Potete iniziare sperimentando una di queste “ricette” per conservare e rendere più sfiziose le vostre olive fresche.

Olive in salamoia

Le olive appena raccolte vanno selezionate e ripulite accuratamente e segnate con delle piccole incisioni. Poi si devono lasciare in ammollo con del sale per almeno due settimane, anche tre se non avete fretta, cambiando l’acqua quotidianamente e aggiungendo di volta in volta dell’altro sale.

Dopo un paio di settimane, toglierete l’acqua e metterete le olive in un pentolino con un litro di acqua e 150 g di sale. Scalderete il tutto fino a portare ad ebollizione l’acqua.

Farete poi raffreddare il composto per deporre il tutto in barattoli sterilizzati, con chiusura ermetica.

I vasetti vanno conservati al fresco, al riparo dalla luce, per un paio di settimane almeno. Dopodiché, potrete gustare le vostre olive in salamoia e usarle con fantasia per arricchire i vostri piatti.

Olive sott’olio

Sono deliziose, ma dovete scegliere un buon olio extravergine di oliva.

Ripulite i frutti e schiacciate le olive con un martello o un batticarne. Rimuovete il nocciolo o lasciatelo, a vostra scelta.

Mettete ammollo le olive in acqua e sale (circa 150 g di sale per un litro di acqua). Conservate per due settimane in un luogo fresco, al riparo dalla luce, cambiando ogni giorno l’acqua e aggiungendo dell’altro sale.

Dopo le due settimane, togliete le olive dalla salamoia e asciugatele con cura con un canovaccio. Quando saranno asciutte potrete versarle in un vasetto di vetro sterilizzato, aggiungendo degli aromi a scelta e un po’ di olio fino a colmare il barattolo. Chiudete bene, create il sottovuoto, e conservate le vostre olive. Potranno durare fino a un anno.

Olive sotto sale

La conservazione sotto sale si presta molto bene per le olive nere. Ma il procedimento vale anche per quelle verdi.

Dopo aver lavato bene le olive, fate disperdere l’acqua in eccesso e mettete in barattoli di vetro uno strato di sale grosso e alternate uno strato di sale e uno di olive, e così via fino a riempire il vasetto, avendo cura di finire sempre con uno strato abbondante di sale.

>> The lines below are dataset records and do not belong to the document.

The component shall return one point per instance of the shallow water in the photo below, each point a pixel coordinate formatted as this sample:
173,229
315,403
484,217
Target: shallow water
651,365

Lasciate riposare per almeno due settimane, anche tre. A quel punto potrete rimuovere il sale in eccesso sciacquandole bene e usare le olive in cucina, condendole con dell’olio, uno spicchio d’aglio schiacciato, origano, timo e peperoncino.

Paté di olive

Vi piace il paté? Anziché comprarlo, fatelo voi! Sciacquate con cura le olive, specialmente se sono quelle messe in salamoia, snocciolatele e tagliatele in piccoli pezzetti. Aggiungete l’aglio tagliato a pezzi, il sale e del peperoncino a piacimento e mescolate il tutto. Mettete il composto nel frullatore versando l’olio a filo. La consistenza, però, non deve essere troppo liquida. Il patè è pronto quando il composto diventa spumoso e uniforme.

Come gustarlo? Su fette di pane casereccio, focacce, crostini, bruschette, polenta o con pesce e carno o, ancora, come condimento sulla pasta.

Iniziate subito le procedure di conservazione delle vostre olive e… buon divertimento!